Denosumab in chronic kidney disease: a narrative review of treatment efficacy and safety.
Study Goal
The researchers aimed to evaluate the efficacy and safety of denosumab in preventing fractures in patients with chronic kidney disease (CKD), including its impact on bone mineral density and hypocalcemia risks.
Results Summary
Denosumab improved bone mineral density and reduced bone turnover in CKD patients, but its fracture efficacy remains unstudied. Hypocalcemia was a notable adverse effect, particularly in end-stage kidney disease (ESKD) patients, with risk factors including low baseline calcium and vitamin D levels.
Population
Patients with chronic kidney disease (CKD), particularly those with advanced or end-stage kidney disease (ESKD).
Effective Dosage
Not specified
Duration
Not specified
Interactions
None mentioned
| Intervention | Direction | Endpoint | Population | Dosage | Impact | Claim # |
|---|---|---|---|---|---|---|
denosumab | increase | bone mineral density | CKD | - | has been shown to improve | #1 |
denosumab | decrease | bone turnover | CKD | - | reduce | #2 |
denosumab | increase | hypocalcemia | those with ESKD | - | has also been reported | #3 |
UNLABELLED: People with chronic kidney disease (CKD) are at high risk of bone fractures. In this review, we summarize the complexity of fracture prevention in CKD, describe the usefulness of a medication called denosumab, and review its safety in this population. Our article will help doctors manage brittle bones in CKD and encourage researchers to conduct more studies to improve bone health in CKD. PURPOSE: Patients with CKD are at increased risk of fragility fractures and associated consequences. We discuss the complexity of fracture prevention in CKD, summarize the efficacy and safety of denosumab, and provide an approach to denosumab-induced hypocalcemia. METHODS: Using predefined terms, we searched PubMed, MEDLINE, and Google Scholar for studies on fracture prevention in CKD and the efficacy and safety of denosumab.

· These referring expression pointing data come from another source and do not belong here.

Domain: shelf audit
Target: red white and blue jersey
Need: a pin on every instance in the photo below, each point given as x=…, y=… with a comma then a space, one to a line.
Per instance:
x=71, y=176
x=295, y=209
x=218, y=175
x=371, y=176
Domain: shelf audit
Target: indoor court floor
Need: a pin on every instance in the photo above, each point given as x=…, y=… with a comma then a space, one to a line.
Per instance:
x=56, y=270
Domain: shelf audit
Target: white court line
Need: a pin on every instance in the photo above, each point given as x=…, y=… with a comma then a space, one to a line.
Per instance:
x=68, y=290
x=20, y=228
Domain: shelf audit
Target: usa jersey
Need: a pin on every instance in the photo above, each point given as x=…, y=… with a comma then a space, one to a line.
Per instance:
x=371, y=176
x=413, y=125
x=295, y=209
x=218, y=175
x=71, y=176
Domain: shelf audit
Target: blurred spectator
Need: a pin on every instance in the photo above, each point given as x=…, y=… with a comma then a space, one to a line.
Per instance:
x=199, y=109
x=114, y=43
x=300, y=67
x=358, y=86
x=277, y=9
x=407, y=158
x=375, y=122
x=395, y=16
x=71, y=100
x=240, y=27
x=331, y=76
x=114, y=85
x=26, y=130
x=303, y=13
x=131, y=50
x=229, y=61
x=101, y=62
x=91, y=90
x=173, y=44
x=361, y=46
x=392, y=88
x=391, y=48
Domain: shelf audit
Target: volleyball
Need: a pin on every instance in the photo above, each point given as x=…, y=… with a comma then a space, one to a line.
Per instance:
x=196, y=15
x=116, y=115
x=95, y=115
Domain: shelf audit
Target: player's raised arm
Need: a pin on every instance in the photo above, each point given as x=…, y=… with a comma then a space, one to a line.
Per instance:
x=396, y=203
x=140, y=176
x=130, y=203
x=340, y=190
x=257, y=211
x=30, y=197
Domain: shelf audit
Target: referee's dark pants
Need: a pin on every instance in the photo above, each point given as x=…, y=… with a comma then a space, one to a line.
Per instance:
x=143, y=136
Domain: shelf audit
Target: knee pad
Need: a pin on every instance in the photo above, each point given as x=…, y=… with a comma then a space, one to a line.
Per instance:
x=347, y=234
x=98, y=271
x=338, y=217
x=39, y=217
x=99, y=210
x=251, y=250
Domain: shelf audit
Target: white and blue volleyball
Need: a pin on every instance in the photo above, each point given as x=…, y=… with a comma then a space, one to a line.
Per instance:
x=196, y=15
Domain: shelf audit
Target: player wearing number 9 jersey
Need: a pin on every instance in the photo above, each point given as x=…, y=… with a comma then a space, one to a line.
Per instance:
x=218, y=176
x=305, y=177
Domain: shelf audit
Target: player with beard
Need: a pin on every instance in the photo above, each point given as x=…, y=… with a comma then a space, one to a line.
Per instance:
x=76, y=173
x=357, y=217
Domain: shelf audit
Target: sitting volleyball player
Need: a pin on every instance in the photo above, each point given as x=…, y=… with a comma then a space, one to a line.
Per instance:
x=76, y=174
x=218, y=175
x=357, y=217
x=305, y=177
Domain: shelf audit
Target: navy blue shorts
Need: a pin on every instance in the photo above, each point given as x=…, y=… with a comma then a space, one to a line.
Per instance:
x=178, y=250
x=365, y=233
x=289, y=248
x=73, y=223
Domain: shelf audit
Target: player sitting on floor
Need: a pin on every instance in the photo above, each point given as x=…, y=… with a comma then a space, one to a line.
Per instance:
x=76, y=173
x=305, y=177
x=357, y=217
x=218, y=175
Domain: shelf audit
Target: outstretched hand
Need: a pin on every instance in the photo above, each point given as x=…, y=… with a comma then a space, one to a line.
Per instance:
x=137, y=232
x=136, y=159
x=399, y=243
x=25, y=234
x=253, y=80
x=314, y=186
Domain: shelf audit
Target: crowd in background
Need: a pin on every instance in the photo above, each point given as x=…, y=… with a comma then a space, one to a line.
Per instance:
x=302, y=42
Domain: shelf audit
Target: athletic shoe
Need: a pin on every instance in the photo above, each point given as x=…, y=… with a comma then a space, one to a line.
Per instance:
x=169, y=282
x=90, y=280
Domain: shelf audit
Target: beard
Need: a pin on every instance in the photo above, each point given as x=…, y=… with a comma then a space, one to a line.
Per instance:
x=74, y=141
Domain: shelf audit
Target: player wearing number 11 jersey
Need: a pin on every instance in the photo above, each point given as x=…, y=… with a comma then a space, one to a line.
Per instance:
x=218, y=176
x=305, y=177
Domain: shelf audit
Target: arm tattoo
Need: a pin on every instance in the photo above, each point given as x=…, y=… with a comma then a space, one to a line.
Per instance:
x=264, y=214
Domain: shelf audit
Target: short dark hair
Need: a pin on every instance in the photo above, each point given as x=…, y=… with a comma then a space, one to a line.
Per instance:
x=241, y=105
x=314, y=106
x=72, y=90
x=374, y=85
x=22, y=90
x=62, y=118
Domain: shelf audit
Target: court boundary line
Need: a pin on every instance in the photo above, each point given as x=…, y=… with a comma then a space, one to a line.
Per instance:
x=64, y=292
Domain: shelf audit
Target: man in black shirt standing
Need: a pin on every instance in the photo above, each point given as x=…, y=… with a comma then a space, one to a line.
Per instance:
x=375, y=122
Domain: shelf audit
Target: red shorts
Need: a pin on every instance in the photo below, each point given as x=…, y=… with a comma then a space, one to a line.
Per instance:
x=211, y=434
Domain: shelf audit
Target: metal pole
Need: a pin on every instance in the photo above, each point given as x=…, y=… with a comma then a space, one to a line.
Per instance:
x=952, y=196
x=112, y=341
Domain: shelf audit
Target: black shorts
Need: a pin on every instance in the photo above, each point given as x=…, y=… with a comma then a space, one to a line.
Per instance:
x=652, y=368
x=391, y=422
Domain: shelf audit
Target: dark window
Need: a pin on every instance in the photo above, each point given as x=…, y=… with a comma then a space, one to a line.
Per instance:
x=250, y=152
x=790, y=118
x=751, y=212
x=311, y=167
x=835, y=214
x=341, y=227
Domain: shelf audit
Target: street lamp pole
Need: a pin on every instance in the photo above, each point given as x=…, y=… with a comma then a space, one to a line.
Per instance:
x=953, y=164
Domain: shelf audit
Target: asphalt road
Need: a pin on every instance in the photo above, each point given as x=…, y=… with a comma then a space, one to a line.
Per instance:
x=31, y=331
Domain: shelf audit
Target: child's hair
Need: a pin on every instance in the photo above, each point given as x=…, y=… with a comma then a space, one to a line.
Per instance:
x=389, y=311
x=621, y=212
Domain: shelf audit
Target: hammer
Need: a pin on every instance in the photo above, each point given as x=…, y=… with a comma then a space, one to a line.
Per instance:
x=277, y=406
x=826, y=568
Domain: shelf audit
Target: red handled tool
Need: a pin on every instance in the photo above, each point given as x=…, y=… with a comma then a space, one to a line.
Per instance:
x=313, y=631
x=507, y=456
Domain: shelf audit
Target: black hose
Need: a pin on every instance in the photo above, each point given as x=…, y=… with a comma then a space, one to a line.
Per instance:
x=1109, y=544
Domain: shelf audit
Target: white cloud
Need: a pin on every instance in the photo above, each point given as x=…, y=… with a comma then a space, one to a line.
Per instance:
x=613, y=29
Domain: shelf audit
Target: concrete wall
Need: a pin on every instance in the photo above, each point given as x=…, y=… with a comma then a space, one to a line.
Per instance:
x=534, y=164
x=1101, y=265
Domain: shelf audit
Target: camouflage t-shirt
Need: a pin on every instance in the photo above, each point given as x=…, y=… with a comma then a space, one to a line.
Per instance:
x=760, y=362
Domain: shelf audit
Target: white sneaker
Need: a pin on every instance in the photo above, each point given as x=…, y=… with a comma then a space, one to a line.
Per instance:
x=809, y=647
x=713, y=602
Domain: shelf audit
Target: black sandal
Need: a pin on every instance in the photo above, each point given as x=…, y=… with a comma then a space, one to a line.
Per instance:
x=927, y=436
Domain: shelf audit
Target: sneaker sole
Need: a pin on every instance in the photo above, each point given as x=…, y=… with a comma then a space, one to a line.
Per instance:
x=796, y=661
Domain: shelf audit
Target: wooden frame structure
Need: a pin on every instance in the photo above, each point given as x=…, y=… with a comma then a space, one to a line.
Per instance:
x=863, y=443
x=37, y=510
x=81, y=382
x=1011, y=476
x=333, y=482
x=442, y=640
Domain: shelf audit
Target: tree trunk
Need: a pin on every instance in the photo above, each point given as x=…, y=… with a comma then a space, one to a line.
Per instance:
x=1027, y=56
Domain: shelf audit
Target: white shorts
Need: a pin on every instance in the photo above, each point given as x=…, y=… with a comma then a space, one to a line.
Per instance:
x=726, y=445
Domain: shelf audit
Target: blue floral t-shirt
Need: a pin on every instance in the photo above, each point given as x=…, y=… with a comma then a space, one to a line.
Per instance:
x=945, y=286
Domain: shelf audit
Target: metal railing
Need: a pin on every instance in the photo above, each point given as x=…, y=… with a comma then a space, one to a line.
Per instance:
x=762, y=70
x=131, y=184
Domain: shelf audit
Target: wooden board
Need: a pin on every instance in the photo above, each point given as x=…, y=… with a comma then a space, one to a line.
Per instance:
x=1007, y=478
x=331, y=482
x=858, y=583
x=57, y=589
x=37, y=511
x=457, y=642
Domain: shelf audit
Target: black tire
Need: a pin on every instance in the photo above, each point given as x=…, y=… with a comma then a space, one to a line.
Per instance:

We included observational studies, randomized controlled trials (RCTs), meta-analyses, evidence-based reviews, and clinical practice guidelines. RESULTS: The diagnosis of osteoporosis and prevention of related fragility fractures is complex in CKD, particularly in those with advanced and end-staged kidney disease (ESKD). Prior to initiating denosumab, it is important to assess for and optimize CKD-mineral and bone disorders (CKD-MBD). In observational studies and small RCTs, denosumab has been shown to improve bone mineral density and reduce bone turnover in CKD, but there have been no studies focused upon its fracture efficacy. Denosumab-induced hypocalcemia has also been reported, which disproportionately impacts those with ESKD. Risk factors for hypocalcemia with denosumab use in CKD include lower baseline serum calcium and 25 hydroxyvitamin D and both low and high bone turnover. Choosing the "right patient" for denosumab, supplementing with calcium and vitamin D, adjusting calcium dialysate, and close clinical monitoring are essential if considering this drug. CONCLUSION: With optimization of CKD-MBD, calcium and vitamin D supplementation, and close monitoring, denosumab can be considered in CKD. There are however opportunities to better understand its fracture efficacy and safety in an RCT setting.